For such a trite and predictable story, it is shocking how enjoyable “CODA” is. Yet an incredible cast and genuinely endearing script make “CODA” stand out from the rest of this year’s Best Picture nominees. Reading up on the production history of “CODA” will tell you that there was a struggle on the part of the movie’s creators to hire deaf actors against the wishes of financiers. Luckily, the wiser heads prevailed. It is difficult to imagine what the movie would have been like had deaf actors not been cast, but the decision enhances the authenticity of the film. 

“CODA” gives a raw look into the challenges of life as a child of deaf adults. Ruby has to wake up at sunrise every morning to help her family in their fishing business by working as an interpreter. Without her presence at doctor’s appointments or town meetings, her parents are hopelessly lost in communication with the outside world. She bears a lot more responsibility than most children ever will. 

But “CODA” doesn’t wallow in the hardships of its subject matter. It takes a refreshingly light and funny approach to an otherwise serious topic. Aspects of living with deaf family members nondeaf people would never consider are brought to the forefront. Ruby’s parents don’t gauge how loud their actions are, making for comical scenes that put a twist on the coming-of-age embarrassing parent trope. 

The best aspects of “CODA” explore what it means to be deaf in a hearing world and what it is like to bridge the divide between the two. Heder does a great job of allowing the audience to intimately witness and feel the struggles that come from being unable to communicate with those around you or appreciate your loved ones’ passions. There is a stunning scene in the latter half of the film in which Heder flips perspectives to Ruby’s parents and the sound cuts out as they watch her perform on stage. “CODA” also does a great job at showcasing the intricacies and eloquence of sign language. 

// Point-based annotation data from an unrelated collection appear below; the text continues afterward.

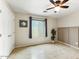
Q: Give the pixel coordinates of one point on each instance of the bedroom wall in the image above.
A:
(6, 28)
(71, 20)
(68, 28)
(22, 34)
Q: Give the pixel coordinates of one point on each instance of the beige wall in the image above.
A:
(69, 21)
(6, 28)
(22, 34)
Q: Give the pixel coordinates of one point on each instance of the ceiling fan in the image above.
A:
(58, 4)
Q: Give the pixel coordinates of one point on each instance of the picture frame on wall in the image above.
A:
(23, 23)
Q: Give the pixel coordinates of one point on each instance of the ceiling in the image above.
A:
(37, 7)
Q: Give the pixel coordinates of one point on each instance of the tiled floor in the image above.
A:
(45, 51)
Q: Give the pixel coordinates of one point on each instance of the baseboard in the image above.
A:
(68, 45)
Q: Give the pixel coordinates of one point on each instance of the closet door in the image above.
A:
(66, 35)
(73, 36)
(60, 34)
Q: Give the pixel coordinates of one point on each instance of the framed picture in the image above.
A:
(23, 23)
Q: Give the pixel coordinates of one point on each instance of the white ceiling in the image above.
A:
(37, 7)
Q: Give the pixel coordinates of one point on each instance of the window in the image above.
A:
(38, 28)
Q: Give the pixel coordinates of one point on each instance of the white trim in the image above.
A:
(68, 45)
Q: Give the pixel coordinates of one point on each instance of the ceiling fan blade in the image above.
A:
(64, 1)
(50, 8)
(52, 2)
(64, 6)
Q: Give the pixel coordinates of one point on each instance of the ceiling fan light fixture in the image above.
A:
(57, 9)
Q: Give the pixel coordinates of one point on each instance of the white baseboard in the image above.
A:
(69, 45)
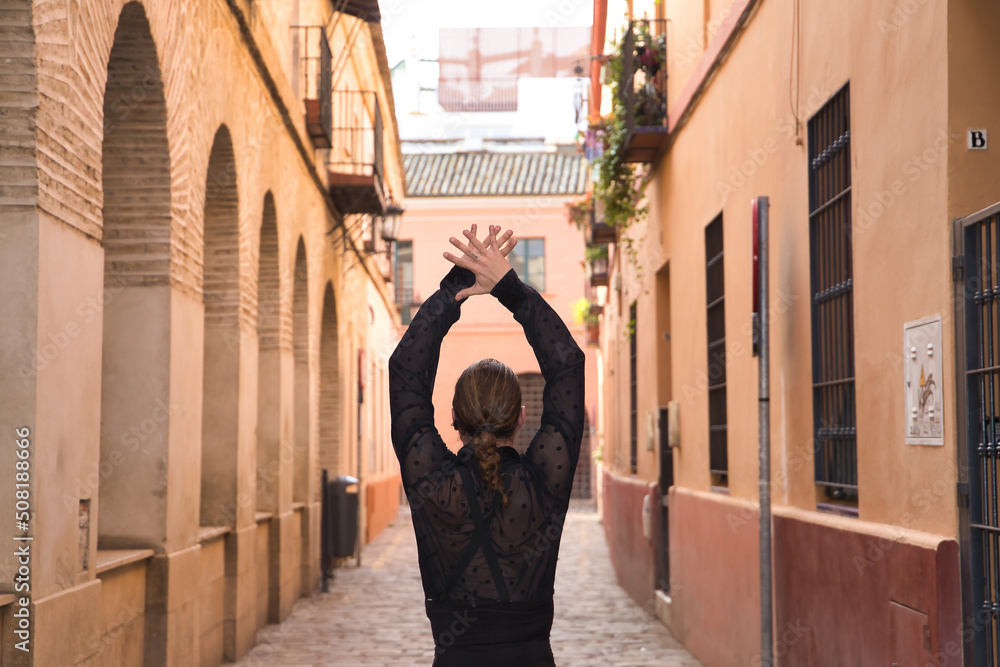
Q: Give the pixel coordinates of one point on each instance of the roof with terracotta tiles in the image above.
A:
(482, 174)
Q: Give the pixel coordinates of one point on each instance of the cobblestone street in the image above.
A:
(374, 615)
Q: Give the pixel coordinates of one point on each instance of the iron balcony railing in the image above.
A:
(600, 231)
(315, 83)
(483, 94)
(643, 88)
(357, 159)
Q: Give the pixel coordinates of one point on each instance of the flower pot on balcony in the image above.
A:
(599, 272)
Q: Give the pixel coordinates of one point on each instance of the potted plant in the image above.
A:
(586, 312)
(578, 211)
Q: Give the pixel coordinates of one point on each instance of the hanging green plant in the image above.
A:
(620, 184)
(584, 312)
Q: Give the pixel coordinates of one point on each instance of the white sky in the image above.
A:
(414, 24)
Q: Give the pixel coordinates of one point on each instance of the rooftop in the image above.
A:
(482, 174)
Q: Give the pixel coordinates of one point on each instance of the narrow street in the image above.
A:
(374, 615)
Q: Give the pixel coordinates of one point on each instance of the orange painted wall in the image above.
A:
(381, 505)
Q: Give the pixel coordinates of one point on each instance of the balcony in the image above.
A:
(596, 257)
(600, 231)
(483, 94)
(642, 90)
(315, 82)
(355, 167)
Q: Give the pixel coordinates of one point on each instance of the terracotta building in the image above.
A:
(523, 191)
(194, 290)
(866, 125)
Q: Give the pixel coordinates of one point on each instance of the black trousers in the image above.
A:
(495, 634)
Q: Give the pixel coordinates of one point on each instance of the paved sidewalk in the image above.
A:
(375, 615)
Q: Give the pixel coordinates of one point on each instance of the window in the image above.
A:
(633, 392)
(831, 261)
(718, 456)
(404, 279)
(528, 259)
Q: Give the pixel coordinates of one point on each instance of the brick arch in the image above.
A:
(268, 280)
(135, 377)
(330, 417)
(135, 157)
(300, 352)
(221, 259)
(223, 338)
(270, 457)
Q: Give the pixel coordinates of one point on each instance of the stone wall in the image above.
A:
(168, 246)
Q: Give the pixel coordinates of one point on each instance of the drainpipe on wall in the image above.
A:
(760, 220)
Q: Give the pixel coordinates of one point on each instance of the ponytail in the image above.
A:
(487, 408)
(488, 458)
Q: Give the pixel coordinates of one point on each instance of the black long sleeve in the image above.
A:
(525, 534)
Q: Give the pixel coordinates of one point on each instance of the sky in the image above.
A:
(414, 24)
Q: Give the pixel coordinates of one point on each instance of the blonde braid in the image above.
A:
(488, 458)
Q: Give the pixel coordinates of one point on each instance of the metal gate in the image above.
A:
(977, 341)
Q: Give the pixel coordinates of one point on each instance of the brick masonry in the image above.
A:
(158, 145)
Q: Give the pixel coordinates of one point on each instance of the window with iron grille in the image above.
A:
(404, 279)
(831, 286)
(633, 393)
(718, 455)
(528, 259)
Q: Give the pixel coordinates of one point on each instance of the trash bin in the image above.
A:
(339, 521)
(345, 513)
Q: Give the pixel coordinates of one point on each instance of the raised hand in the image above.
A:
(487, 259)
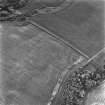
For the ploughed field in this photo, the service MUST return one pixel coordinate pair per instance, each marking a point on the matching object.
(32, 62)
(80, 24)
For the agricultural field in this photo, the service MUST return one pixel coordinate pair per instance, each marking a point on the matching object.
(32, 62)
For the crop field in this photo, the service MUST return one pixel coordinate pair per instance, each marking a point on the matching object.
(80, 24)
(32, 62)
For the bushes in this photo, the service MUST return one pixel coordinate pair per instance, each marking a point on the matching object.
(79, 83)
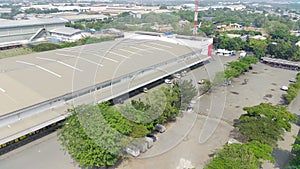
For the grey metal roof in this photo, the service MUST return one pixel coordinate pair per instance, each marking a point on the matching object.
(5, 23)
(65, 31)
(280, 61)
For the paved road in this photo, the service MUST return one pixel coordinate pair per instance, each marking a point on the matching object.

“CODA” is a movie that gets the audience truly wrapped up in the lives of its characters. You genuinely care for the Rossi family and want them to succeed. At times, it feels as though you are a member of the family. 

Though there are admittedly a few jokes that fall flat and useless plotlines surrounding Ruby’s high school experience, all in all, “CODA” does a great job at capturing heart and soul while delivering a truly important story.